Parliamo un po’ della Robur, che ha aperto un nuovo ciclo con Michele Mignani. Se adesso è lì dov’è, un piccolo merito è anche tuo.

A livello di prima squadra sì. Venne a Olbia in Serie D e fece molto bene, vincendo i playoff. Aldilà del ruolo di collaboratore in precedenza, ha mosso lì i suoi primi passi da primo allenatore. Sta facendo molto bene, l’anno scorso arrivando in finale e anche adesso, nonostante le tante problematiche, sta ritrovando la strada giusta.

Vi sentite spesso?

Ci siamo sentiti meno di una settimana fa. Siamo in contatto, abbiamo un paio di chat insieme con vecchi componenti dello staff e ogni tanto ci si messaggia. Ma parliamo di altro, di calcio sì ma in generale, non prettamente di Siena. Ha anche i figli che giocano e stanno facendo molto bene.

Ha “rubato” qualcosa da te? Per esempio il modulo…

Non so se lo ha preso da me, bisognerebbe chiederlo a lui. Ogni allenatore deve avere la sua idea, e lui questo lo ha dimostrato, e poi prendere dai vari tecnici con cui è stato e dalle esperienze che si è fatto.

C’è anche il suo vice, Simone Vergassola.

Simone ha cominciato un nuovo percorso lo scorso anno. La sua amicizia con Michele è un punto a favore. L’allenatore in seconda deve avere competenze, ovvio, ma soprattutto deve essere fidato, in grado di capire e conoscere caratterialmente l’allenatore, che ha mille pressioni. Simone ha tutte queste cose.

Vergassola è stato il capitano dell’ultimo anno dell’A.C. Siena, ma ci sono anche altri due campionati in A. Cosa ricordi in particolare di Siena?

Non posso dimenticare il primo e il secondo anno. Ma neanche l’ultimo, perché una squadra in quel modo, composta da tutti ragazzi di elevatezza morale, non l’ho mai trovata. Una squadra che si divertiva e vinceva nonostante le problematiche, con soddisfazioni incredibili e altrettante delusioni che sono quelle che poi mi hanno spinto a cambiare ruolo. Una decisione che avevo già pensato, ma è stata velocizzata.

Cosa pensi del settore giovanile del Siena?

Senza dubbio è in buone mani.
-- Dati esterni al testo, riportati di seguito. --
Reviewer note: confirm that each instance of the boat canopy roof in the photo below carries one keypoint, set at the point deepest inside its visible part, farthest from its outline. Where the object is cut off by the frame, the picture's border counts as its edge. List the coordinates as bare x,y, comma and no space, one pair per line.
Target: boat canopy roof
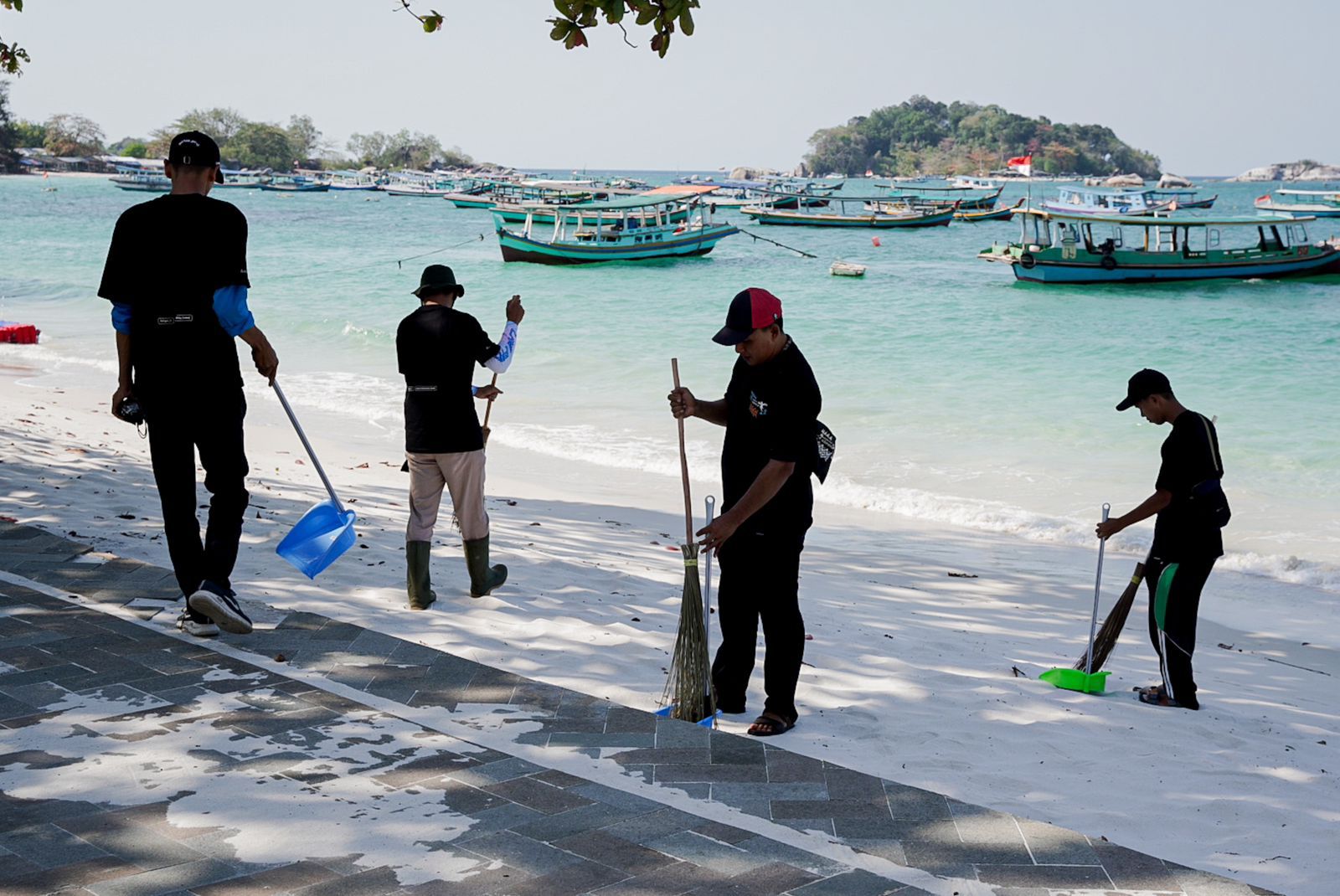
1167,220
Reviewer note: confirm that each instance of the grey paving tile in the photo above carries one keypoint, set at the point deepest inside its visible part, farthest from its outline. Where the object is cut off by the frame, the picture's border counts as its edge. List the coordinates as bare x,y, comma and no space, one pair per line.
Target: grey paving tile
165,879
1052,846
667,880
575,821
47,846
533,856
614,852
538,796
1044,876
853,883
272,880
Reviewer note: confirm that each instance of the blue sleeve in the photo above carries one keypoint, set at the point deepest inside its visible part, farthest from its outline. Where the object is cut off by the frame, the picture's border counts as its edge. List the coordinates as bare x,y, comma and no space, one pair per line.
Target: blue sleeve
121,317
231,310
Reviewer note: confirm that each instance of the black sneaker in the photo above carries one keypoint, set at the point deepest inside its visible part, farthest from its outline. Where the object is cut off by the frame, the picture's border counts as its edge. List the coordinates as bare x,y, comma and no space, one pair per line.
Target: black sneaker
221,605
196,623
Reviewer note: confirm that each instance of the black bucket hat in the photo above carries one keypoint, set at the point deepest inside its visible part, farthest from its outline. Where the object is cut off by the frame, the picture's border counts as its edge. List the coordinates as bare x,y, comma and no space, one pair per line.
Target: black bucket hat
437,277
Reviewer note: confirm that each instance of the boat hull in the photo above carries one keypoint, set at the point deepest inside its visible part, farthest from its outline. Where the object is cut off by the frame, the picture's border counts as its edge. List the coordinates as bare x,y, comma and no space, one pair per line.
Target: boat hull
1087,272
519,248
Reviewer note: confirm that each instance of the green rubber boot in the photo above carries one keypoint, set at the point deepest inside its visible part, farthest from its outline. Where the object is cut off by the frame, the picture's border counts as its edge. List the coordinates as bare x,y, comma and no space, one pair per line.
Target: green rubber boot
417,574
482,578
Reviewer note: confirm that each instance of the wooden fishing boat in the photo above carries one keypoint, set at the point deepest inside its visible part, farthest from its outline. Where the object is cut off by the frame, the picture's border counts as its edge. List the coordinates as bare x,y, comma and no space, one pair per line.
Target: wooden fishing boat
989,214
629,229
1317,203
1183,200
945,197
295,183
848,270
1090,248
1099,200
884,214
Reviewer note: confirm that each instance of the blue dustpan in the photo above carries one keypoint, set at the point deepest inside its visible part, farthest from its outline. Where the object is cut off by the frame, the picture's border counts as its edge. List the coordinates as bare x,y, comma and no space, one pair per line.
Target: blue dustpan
319,538
326,531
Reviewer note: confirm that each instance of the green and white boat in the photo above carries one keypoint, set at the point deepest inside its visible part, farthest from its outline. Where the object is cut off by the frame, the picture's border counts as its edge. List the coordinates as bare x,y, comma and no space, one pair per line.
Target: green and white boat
1089,248
629,229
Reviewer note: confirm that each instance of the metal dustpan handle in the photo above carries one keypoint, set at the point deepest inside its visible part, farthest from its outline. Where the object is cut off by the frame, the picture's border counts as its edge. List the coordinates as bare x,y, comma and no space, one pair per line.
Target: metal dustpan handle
307,445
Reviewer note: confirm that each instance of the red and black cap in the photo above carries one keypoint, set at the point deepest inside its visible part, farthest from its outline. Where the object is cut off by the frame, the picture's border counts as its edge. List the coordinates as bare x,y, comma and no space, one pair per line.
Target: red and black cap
194,149
1145,384
750,310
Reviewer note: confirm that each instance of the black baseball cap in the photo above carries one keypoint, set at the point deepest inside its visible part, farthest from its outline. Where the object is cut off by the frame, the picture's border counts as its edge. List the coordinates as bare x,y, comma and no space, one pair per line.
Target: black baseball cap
196,149
437,277
1145,384
750,310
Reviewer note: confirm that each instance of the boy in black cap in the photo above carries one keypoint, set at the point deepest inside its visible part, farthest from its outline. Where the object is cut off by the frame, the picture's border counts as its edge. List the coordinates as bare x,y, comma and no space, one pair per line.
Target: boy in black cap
770,411
176,275
1190,507
437,348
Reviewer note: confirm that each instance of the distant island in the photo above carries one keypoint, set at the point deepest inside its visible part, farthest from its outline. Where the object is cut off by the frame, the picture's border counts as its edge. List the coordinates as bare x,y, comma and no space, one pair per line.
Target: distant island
1300,170
926,136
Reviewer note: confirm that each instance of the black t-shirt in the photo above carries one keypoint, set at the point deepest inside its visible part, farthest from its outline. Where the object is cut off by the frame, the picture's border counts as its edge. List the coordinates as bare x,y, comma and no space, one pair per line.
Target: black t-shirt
437,348
1190,457
770,415
168,256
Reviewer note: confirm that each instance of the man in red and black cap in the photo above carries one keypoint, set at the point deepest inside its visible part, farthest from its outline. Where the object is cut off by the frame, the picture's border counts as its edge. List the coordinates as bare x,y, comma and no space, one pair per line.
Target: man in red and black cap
770,411
176,276
1192,509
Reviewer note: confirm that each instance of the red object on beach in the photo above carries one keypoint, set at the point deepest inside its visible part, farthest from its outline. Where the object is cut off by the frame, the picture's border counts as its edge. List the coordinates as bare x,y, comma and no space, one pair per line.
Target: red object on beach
18,334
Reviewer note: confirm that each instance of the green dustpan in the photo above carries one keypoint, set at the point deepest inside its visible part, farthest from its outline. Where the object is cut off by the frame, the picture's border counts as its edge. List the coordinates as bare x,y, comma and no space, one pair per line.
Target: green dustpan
1075,679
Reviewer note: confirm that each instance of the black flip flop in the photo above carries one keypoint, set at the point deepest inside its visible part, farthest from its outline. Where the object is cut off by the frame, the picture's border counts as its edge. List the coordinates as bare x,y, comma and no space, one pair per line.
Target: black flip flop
775,723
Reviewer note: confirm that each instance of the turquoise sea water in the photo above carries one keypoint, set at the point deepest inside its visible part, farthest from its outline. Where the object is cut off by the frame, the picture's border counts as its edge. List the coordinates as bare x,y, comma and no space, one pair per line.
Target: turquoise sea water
957,394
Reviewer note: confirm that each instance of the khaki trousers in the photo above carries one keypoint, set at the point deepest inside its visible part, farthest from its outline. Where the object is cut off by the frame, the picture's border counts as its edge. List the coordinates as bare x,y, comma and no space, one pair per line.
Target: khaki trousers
462,474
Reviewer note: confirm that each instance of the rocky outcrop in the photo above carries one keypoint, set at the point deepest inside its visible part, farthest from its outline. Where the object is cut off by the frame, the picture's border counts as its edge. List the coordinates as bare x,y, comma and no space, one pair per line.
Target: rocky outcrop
1300,170
1172,181
1125,180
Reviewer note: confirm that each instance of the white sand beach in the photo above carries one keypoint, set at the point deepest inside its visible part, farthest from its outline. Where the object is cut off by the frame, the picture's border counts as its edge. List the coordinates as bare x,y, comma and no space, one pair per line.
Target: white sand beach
911,672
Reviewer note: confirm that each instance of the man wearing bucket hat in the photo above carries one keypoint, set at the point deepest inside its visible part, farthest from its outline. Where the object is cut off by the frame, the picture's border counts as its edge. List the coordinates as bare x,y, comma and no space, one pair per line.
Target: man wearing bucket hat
1192,509
437,348
176,317
770,411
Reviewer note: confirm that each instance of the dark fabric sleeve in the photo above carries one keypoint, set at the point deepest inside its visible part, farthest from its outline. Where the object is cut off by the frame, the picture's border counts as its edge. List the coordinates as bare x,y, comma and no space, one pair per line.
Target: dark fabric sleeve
232,250
116,286
484,348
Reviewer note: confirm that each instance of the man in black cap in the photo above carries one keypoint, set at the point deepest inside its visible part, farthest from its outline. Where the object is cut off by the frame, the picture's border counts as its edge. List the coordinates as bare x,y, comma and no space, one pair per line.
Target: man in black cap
1192,509
437,348
770,413
176,275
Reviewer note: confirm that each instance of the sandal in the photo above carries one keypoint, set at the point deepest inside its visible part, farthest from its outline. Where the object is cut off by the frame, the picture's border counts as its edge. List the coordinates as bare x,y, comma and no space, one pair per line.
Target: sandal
1162,699
770,725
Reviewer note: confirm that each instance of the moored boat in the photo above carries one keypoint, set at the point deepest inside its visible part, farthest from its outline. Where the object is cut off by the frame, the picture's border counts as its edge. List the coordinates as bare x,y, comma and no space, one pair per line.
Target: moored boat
620,230
1317,203
1085,248
1100,200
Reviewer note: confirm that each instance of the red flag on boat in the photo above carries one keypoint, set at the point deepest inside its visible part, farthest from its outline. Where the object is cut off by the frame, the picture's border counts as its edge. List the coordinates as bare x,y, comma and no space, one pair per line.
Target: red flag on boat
1023,163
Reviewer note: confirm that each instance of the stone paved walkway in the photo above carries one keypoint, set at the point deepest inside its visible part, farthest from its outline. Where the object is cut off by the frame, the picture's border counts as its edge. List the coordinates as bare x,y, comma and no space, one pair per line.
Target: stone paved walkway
318,757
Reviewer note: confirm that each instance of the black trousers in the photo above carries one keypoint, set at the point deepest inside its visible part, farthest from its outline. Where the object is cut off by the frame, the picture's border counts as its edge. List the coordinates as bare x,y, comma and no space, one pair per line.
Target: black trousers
760,580
212,424
1174,603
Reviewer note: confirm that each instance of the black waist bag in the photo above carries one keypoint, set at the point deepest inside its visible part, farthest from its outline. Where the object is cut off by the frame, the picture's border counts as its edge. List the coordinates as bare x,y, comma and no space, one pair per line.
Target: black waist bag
1209,502
826,444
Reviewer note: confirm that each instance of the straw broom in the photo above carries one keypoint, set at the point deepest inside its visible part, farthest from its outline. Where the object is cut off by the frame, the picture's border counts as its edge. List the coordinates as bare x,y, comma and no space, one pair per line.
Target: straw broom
1116,621
688,690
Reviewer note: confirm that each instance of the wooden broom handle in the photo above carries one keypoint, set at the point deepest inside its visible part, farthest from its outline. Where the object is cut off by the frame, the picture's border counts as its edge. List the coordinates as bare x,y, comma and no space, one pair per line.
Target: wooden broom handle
488,410
683,465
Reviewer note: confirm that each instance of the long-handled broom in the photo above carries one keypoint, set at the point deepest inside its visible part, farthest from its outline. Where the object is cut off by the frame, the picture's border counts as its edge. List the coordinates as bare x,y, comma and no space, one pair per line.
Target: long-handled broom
1116,621
688,688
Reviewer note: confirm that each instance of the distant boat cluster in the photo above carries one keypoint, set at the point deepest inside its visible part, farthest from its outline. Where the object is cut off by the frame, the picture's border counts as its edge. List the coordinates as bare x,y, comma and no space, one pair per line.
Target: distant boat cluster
1082,234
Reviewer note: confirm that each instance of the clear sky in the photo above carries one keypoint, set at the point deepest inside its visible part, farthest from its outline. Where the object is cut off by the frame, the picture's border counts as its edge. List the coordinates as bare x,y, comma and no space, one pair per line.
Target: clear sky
1210,87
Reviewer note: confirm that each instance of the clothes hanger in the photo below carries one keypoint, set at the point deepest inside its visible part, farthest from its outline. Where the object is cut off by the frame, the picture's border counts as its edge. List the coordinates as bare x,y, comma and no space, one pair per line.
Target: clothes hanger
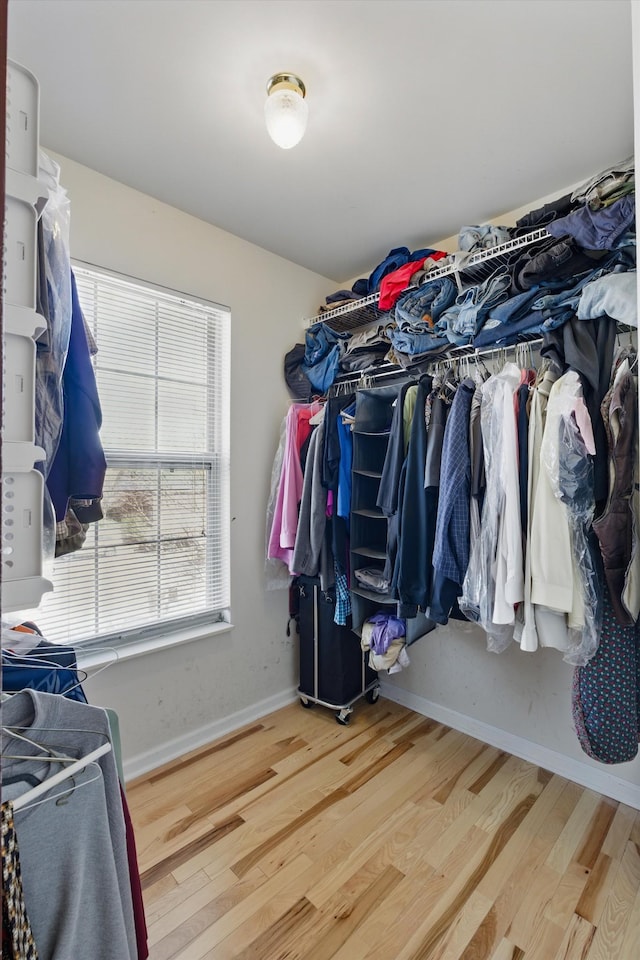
25,800
46,754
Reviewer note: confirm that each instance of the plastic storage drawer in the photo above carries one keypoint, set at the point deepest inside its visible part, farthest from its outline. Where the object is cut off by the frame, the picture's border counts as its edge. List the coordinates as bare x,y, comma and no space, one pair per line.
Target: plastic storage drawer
22,131
19,389
20,253
22,540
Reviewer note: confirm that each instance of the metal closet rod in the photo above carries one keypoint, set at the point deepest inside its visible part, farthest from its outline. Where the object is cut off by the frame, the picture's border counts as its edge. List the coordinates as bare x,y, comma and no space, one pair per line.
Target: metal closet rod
456,353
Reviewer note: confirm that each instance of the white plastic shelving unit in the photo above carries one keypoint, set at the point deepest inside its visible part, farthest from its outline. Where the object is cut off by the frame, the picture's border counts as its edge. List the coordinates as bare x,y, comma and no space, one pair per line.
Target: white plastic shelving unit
23,583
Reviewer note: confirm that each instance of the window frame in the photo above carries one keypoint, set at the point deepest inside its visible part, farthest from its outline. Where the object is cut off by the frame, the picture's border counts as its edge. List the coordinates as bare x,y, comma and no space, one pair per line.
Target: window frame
168,632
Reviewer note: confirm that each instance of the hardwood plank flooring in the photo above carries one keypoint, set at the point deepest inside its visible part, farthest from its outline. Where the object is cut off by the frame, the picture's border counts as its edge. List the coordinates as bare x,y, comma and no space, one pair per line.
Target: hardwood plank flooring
394,838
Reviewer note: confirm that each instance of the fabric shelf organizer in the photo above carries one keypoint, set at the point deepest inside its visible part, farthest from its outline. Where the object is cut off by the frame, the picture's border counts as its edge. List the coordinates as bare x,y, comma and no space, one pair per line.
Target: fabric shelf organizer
23,579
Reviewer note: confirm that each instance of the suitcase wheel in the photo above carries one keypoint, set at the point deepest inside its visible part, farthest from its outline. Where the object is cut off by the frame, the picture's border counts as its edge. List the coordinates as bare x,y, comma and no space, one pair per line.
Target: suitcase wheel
344,716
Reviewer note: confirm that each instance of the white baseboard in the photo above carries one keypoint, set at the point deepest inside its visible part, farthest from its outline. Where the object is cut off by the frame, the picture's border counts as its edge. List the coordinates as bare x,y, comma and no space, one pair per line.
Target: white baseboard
601,780
151,759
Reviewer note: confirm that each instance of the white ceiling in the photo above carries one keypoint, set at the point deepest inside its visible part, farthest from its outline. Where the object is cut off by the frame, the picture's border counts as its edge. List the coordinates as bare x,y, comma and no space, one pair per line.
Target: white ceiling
424,115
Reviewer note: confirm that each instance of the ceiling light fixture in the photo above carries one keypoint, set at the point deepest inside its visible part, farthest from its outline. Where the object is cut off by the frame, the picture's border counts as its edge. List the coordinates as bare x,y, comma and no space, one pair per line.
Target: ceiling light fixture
285,110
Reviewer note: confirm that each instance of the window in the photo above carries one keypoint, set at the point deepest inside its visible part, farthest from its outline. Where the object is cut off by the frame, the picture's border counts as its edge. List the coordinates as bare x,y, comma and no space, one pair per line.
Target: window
161,553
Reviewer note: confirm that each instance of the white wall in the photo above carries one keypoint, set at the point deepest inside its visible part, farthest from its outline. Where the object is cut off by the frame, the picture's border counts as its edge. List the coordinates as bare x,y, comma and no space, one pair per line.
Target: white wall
172,699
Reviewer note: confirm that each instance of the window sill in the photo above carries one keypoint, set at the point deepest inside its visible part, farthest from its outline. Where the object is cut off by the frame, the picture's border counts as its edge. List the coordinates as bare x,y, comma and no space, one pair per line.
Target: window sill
139,648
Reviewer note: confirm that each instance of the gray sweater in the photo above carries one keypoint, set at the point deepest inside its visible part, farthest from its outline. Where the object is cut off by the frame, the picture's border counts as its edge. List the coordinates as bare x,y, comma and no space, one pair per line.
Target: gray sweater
73,852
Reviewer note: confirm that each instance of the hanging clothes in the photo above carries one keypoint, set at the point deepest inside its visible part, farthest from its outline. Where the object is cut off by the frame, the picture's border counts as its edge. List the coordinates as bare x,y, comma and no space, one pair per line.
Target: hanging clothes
80,893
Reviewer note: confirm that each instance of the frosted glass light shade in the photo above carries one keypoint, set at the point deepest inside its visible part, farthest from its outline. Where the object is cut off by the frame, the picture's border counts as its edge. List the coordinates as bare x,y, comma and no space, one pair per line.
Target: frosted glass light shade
286,113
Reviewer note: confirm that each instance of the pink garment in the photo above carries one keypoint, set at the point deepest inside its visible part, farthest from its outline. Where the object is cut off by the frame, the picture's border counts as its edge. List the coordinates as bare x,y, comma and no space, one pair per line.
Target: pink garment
285,516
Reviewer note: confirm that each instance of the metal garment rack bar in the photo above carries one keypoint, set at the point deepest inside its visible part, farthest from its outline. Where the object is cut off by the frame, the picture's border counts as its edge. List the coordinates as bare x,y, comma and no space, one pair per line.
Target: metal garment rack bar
369,379
465,266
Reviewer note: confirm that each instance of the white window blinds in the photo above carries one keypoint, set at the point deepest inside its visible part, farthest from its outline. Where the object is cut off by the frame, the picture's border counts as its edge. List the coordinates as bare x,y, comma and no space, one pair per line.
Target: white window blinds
160,555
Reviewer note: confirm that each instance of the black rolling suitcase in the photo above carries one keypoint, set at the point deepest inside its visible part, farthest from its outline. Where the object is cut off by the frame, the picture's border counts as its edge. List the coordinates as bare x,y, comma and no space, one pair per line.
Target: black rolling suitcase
334,671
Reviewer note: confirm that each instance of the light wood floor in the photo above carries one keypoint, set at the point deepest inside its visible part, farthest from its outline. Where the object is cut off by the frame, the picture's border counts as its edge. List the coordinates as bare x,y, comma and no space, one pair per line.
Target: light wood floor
395,838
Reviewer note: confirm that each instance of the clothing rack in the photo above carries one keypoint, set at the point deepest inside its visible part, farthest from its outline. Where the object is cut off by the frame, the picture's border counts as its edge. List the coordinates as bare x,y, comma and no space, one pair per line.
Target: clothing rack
466,267
390,371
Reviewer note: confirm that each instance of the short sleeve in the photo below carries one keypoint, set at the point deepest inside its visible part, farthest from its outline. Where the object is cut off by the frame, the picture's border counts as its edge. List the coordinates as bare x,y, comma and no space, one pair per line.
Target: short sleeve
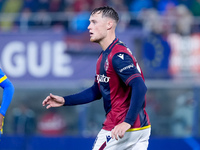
124,66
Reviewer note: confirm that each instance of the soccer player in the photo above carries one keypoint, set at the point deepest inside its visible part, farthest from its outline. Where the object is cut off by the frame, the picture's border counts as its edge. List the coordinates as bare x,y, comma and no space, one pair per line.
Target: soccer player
119,80
8,91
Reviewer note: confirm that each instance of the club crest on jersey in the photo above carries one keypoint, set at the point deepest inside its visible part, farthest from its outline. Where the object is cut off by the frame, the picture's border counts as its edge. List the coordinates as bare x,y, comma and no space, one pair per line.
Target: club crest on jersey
102,78
106,65
121,56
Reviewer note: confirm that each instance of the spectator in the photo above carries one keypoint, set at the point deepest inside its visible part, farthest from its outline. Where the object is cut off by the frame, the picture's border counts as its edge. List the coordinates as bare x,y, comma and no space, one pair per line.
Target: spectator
184,20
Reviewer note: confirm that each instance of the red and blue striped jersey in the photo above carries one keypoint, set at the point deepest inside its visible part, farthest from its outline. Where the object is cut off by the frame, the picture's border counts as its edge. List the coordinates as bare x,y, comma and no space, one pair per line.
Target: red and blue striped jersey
116,68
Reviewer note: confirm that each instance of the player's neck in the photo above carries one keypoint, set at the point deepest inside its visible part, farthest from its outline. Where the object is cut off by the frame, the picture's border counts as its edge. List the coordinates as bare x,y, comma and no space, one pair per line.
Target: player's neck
107,41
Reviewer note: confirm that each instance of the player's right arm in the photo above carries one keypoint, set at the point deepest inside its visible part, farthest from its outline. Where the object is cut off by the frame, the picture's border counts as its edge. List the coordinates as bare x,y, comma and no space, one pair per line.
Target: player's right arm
8,91
83,97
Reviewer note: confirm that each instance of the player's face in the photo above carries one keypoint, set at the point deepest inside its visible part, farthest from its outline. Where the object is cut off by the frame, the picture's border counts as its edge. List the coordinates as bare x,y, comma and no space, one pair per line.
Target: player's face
97,27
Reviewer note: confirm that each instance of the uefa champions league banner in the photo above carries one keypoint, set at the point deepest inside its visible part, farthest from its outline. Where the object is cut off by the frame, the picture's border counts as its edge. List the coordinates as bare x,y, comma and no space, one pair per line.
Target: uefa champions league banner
36,56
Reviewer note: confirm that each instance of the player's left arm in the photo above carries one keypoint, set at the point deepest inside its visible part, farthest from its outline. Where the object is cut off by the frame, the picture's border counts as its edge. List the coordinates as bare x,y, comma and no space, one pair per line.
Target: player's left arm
8,91
128,72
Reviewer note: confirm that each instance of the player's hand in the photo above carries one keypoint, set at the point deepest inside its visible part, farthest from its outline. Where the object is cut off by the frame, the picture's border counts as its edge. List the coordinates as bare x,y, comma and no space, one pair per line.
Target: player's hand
1,121
119,130
53,101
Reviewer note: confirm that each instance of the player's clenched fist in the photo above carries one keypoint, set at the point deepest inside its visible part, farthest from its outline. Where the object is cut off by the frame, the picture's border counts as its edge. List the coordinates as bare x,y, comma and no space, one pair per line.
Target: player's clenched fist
119,130
53,101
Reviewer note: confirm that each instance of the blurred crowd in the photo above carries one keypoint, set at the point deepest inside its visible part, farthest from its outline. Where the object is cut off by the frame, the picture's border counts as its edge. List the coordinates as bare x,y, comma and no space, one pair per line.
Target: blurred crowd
175,15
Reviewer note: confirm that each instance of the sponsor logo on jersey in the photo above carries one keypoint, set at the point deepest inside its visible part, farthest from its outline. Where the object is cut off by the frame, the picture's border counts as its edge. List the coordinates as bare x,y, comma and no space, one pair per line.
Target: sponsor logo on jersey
106,65
102,78
108,137
121,56
127,67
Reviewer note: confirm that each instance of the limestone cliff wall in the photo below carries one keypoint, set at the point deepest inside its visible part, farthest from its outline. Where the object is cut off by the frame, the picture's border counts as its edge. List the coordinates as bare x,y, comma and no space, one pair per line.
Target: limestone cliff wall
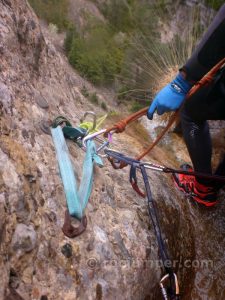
115,257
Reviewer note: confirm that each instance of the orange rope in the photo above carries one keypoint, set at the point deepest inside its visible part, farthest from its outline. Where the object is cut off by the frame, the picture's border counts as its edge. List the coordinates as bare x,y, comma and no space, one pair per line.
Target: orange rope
121,125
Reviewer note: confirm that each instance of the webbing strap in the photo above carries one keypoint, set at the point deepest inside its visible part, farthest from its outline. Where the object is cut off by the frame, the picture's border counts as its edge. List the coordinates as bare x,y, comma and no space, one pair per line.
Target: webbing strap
76,198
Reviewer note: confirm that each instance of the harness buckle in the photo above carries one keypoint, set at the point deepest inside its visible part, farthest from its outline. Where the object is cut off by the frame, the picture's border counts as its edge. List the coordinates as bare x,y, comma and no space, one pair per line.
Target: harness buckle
71,231
162,283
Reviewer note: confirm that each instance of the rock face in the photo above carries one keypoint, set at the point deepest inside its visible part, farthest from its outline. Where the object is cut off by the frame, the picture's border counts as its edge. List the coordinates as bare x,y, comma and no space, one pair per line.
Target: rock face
116,257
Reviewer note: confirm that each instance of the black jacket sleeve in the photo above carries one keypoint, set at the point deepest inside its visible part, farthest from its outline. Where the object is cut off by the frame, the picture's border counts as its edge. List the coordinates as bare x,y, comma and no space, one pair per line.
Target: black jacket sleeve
210,50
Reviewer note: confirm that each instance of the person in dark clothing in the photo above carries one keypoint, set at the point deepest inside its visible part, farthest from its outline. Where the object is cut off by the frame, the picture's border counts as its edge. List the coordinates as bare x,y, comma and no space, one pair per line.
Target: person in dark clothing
206,104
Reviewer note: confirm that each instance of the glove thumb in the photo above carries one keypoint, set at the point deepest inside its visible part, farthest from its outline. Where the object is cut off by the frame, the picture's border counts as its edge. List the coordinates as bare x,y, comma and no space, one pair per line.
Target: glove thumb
151,110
Argilli e Radice sono ottime persone, competenti. Non è facile lavorare vicino a realtà di grande qualità come Firenze e Empoli. Ci vuole tempo, pazienza, investimenti, strutture, però sono convinto che se tutte queste cose si mettono sul piatto si può fare qualcosa di interessante. Il campo di allenamento è un bel passo avanti. Se si vuole fare il settore giovanile non dico all’avanguardia ma quasi, ci vorrebbe un centro con un paio di campi. Ma è tutto subordinato ad aspetti logistici, alla categoria in cui milita il Siena. Penso una cosa: dove non ci sono grandi risorse, servono più idee. Per quello sono convinto che la Robur farà bene, avendo persone così.

In una recente intervista Repubblica ti chiese se tornerà mai ad allenare, e tu rispondesti così: neanche se me lo chiedesse il Milan. E se te lo chiedesse il Siena?

Sono uno che se prende delle decisioni, difficilmente le cambia. Magari tra qualche anno, ma si comincia ad essere avanti con l’età. È davvero difficile che possa tornare ad allenare. Diciamo lo 0,1%, visto che nella vita non si sa mai.